As the beginning of a new school year draws near, it's not just parents who are scouring the big-box and office-supply store sale fliers for deals on school supplies. Teachers are under more pressure than ever to provide the kinds of items that used to be stocked in supply closets or provided by school districts — and they can get yelled at for an infraction as small as using up too much copier paper.
Even though the economy's been in recovery for some time now, schools never reversed the cutbacks they implemented during the recession, and many are actually spending less per pupil this back-to-school season, according to CBS News. As a result, most teachers spend more than $500 per year on school supplies out of their own pocket.

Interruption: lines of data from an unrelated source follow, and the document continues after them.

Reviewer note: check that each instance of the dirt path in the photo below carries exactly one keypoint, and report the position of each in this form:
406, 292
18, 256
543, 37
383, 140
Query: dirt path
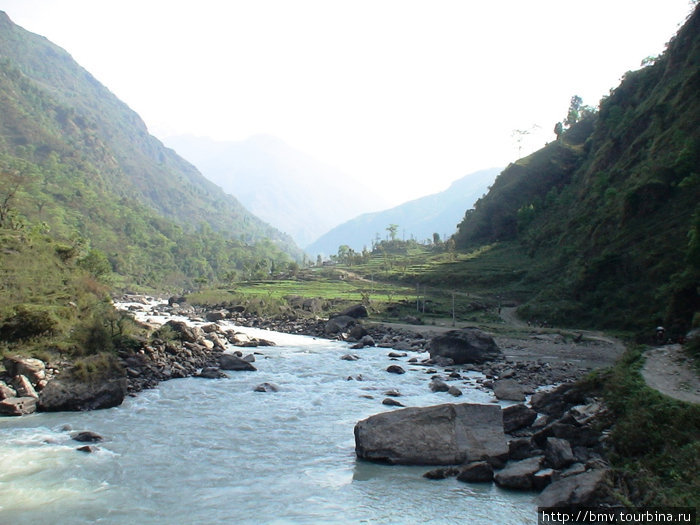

The problem is that state-level school funding has been cut way back, and municipalities are loathe to fill the gap by hiking property taxes. Not having enough money is especially acute in some districts and in lower-income neighborhoods, where parents might not have enough money — or kids might be living with a grandparent on a fixed income — to pay for basic school supplies, let alone the paper towels, hand sanitizer and other items schools now ask them to provide. One teacher interviewed by CBS said she was only allotted $1.60 for school supplies per kid — for the entire year.
In many places, the situation is dire. CBS cited data from the Center on Budget and Policy Priorities that found more than 30 states actually paid less per student in school funding in 2014 than they did back in 2008. As a result, teachers are digging more deeply into their pockets than ever before, and that's before the school year has even begun.